Leaving Raleigh, North Carolina, we head southwest down to Charleston, South Carolina, for the next stop on the Summer Road Trip. While the first thing that might spring to mind about Charleston is Fort Sumter, that is not the only fortification sitting in Charleston Harbor, though it is the only one that you can still visit!
Just off the coast of the French Quarter section of Charleston lies an island which is home to a structure now known as “Pinckney Castle”. Coming from RG 77: Fortifications Map File, in the holdings of the Cartographic Department, a plan of the castle in both cross-sectional and plan views with additional coloration highlighting surrounding water and foundations.
The current structure, now in a state of bad disrepair, was built over a previous fortification known as “Fort Pinckney”. Built in the late 1700s, the original structure standing on this site was intended to help stave off a French attack that never came.

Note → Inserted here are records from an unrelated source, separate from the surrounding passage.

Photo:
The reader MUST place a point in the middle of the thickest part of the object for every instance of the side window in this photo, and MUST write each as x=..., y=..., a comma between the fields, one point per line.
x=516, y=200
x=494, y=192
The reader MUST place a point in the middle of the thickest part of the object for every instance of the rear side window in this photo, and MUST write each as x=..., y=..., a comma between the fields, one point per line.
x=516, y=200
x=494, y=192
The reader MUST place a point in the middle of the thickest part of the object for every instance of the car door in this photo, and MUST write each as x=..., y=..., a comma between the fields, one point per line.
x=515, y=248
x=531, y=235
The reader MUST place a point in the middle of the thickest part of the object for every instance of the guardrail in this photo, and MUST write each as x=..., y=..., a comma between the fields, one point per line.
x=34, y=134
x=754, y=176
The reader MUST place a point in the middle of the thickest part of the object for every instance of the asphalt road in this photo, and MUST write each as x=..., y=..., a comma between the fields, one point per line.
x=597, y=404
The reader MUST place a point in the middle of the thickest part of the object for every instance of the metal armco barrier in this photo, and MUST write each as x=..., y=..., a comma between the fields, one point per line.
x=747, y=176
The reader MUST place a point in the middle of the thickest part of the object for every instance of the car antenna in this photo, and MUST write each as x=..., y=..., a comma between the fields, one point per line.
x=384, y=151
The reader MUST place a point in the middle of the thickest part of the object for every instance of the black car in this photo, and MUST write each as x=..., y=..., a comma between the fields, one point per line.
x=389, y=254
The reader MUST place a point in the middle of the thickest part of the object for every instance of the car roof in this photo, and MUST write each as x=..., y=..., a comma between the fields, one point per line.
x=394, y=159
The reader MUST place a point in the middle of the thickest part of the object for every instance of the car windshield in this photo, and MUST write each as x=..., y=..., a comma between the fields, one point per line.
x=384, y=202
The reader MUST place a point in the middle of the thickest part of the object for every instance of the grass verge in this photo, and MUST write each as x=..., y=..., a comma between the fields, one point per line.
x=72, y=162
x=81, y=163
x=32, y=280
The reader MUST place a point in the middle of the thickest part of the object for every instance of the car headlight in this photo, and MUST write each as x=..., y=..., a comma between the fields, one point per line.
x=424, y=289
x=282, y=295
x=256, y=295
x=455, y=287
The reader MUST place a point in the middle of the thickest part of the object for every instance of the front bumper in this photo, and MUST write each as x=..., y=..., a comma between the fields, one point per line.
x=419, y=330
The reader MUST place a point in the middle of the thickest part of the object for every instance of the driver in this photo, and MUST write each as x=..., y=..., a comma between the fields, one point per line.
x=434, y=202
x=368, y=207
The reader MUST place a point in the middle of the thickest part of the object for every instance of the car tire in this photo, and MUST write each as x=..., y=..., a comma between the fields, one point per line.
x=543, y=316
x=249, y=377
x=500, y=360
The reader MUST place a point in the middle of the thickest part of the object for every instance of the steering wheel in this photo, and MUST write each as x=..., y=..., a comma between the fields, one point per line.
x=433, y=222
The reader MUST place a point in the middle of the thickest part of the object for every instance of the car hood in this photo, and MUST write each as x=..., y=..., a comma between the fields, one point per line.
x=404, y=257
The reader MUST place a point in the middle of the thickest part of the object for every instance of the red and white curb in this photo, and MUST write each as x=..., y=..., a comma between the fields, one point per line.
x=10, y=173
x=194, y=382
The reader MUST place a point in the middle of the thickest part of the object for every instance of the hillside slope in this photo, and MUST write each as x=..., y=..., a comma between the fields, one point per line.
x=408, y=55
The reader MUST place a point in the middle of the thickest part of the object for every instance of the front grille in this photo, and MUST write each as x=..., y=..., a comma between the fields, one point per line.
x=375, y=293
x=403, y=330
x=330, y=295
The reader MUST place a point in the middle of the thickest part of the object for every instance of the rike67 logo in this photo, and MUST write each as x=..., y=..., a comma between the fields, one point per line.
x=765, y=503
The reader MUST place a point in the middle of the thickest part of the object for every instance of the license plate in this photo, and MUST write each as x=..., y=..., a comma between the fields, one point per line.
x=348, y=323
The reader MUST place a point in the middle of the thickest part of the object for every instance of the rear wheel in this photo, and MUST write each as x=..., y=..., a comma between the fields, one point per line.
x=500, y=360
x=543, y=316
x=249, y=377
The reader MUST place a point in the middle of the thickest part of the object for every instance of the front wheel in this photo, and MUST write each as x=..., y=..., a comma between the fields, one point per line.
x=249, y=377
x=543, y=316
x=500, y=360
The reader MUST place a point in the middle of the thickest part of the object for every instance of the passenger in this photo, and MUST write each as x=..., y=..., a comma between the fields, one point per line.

A few years later, in 1804, the original structure was nearly destroyed by a hurricane. The structure, shown above, was built during the years 1809-1810.
Over the course of the building’s history, it has served as a garrison, a prisoner of war camp, was the first federal building seized by Confederate forces. Today, due to the high cost of maintaining the site, difficulty in accessing the site physically, and a lack of public interest in preservation, the castle stands abandoned in Charleston harbor.